Everything about Productivity Linguistics totally explained
In
linguistics,
productivity is the degree to which
native speakers use a particular grammatical process, especially in
word formation. Since use to produce novel (new, non-established) structures is the clearest proof of usage of a grammatical process, the evidence most often appealed to as establishing productivity is the appearance of novel forms of the type the process leads one to expect, and many people would limit the definition offered above to exclude use of a grammatical process that doesn't result in a novel structure. Thus in practice, and, for many, in theory, productivity is the degree to which native speakers use a particular grammatical process
for the formation of novel structures. A productive grammatical process defines an
open class, one which admits new words or forms. Non-productive grammatical processes may be seen as operative within
closed classes, but only previously formed and learned structures show the results of those processes.
In standard
English, the formation of
preterite and past
participle forms of
verbs by means of
ablaut (for example,
sing–
sang–
sung) is no longer considered productive. Newly coined verbs in English overwhelmingly use the ending
-ed for the past tense and past participle (for example,
spammed,
e-mailed). There are more recent ablaut forms, however—for example
snuck as the preterite and participial form of
sneak, or
dove as the preterite of
dive. Such cases are standardly said to have been created by
analogy instead of by productive application of ablaut rules, though this may to some extent be
begging the question. Similarly, the only clearly productive
plural ending is
-(e)s; it's found on the vast majority of English
count nouns and is the almost exclusive means used to form the plurals of neologisms, such as
FAQs and
Muggles. The ending
-en, on the other hand, is (at least relatively speaking) no longer productive, being found only in
oxen,
children, and the now-rare
brethren. In the
hacker sociolect, however, the plural
-en became at least ephemerally productive for words ending with /-ks/ (on the
analogy of
ox:
oxen), as illustrated by the plurals
VAXen,
unixen and
emacsen, for example.
Productivity is, as stated above and implied in the examples already discussed, a matter of degree, and there are a number of areas in which that may be shown to be true.

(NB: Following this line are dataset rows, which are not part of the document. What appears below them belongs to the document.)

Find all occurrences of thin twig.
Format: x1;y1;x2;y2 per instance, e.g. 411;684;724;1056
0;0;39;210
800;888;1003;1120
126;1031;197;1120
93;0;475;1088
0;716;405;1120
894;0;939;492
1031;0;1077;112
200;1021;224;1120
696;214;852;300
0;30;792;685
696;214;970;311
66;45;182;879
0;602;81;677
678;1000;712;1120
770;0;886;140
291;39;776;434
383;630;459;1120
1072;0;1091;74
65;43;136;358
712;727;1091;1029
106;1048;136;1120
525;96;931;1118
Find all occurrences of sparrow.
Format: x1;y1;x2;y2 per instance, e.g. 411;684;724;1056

As the example of
-en becoming productive shows, what has apparently been non-productive for many decades or even centuries may suddenly come to some degree of productive life, and it may do so in certain dialects or sociolects while not in others, or in certain parts of the vocabulary but not others. Some patterns are only very rarely productive, others may be used by a typical native speaker several times a year or month, whereas others (especially
syntactic processes) may be used productively dozens or hundreds of times in a typical day. It isn't untypical for more than one pattern with similar functions to be comparably productive, to the point that a speaker can be in a quandary as to which form to use —for example, would it be better to say that a taste or color like that of raisins is
raisinish,
raisiny,
raisinlike, or even
raisinly? (All four can be found on the Internet.)
It can also be very difficult to assess when a given usage is productive or when a person is using a form that has already been learned as a whole. Suppose a reader comes across an unknown word such as
despisement meaning 'an attitude of despising'. The reader may apply the Verb+
ment noun-formational process to understand the word perfectly well, and this would be a kind of productive use. This would be essentially independent of whether or not the writer had also used the same process productively in coining the term, or whether he or she'd learned the form from previous usage (as most English speakers have learned
government, for instance), and no longer needed to apply the process productively in order to use the word. Similarly a speaker or writer's use of words like
raisinish or
raisiny may or may not involve productive application of the Noun+
ish and Noun+
y rules, and the same is true of a hearer or reader's understanding of them. But it won't necessarily be at all clear to an outside observer, or even to the speaker and hearer themselves, whether the form was already learnt and whether the rules were applied or not.